The “ping” is generated by supplying the electrostatic transducer with 16 low-high-low transitions between +200 and –200V at about 50kHz.
Under normal conditions the receiver is blanked for a short period (2.38ms) to reduce the possibility of false alarm. This defines the minimum range of operation.
The reflected signal excites the transducer which must have a resonance at about 50kHz, and it generates a small voltage which is fed into a stepped-gain amplifier.
The gain of the amplifier is increased exponentially to compensate for the 1/R2 propagation loss up to a maximum range of 10m
Threshold detection is used to detect an echo. This is output as a digital bit and the time of flight is determined by measuring the time from the initiation of the ping to the received echo.

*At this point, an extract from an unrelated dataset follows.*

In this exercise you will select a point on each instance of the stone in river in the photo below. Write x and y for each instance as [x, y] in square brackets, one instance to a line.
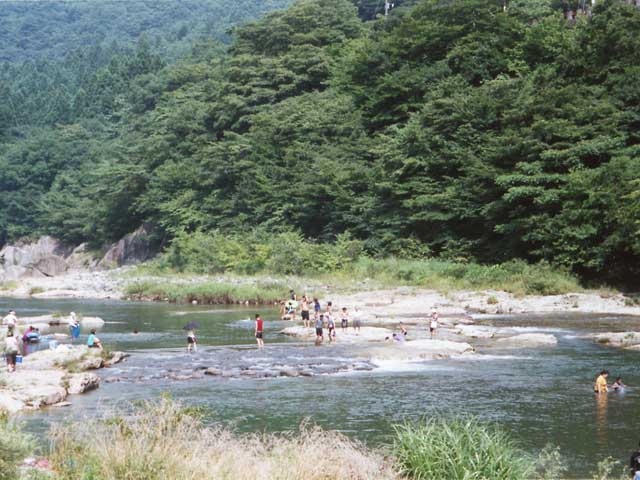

Figure 7.25: Polaroid/SensComp ultrasound sensor
The current consumed by this sensor is quite low (<100mA) except when it is transmitting during which time the current drawn rises to 2A. This induces large transients on the DC power line that can cause problems.
The Polaroid 6500 ranging module can use a number of different transducers a selection of which are shown in this picture (Series 9000, Instrument Grade and Series 7000)
The Instrument Grade unit is the most accurate and offers the narrowest beamwidth. It operates at about 50kHz.
The Series 7000 has a slightly wider beam which can be useful for unscanned applications while the Series 9000 offers an oval beam pattern and is designed to withstand harsh environments where it may be exposed to water, salt etc. it operates at a frequency of 45kHz.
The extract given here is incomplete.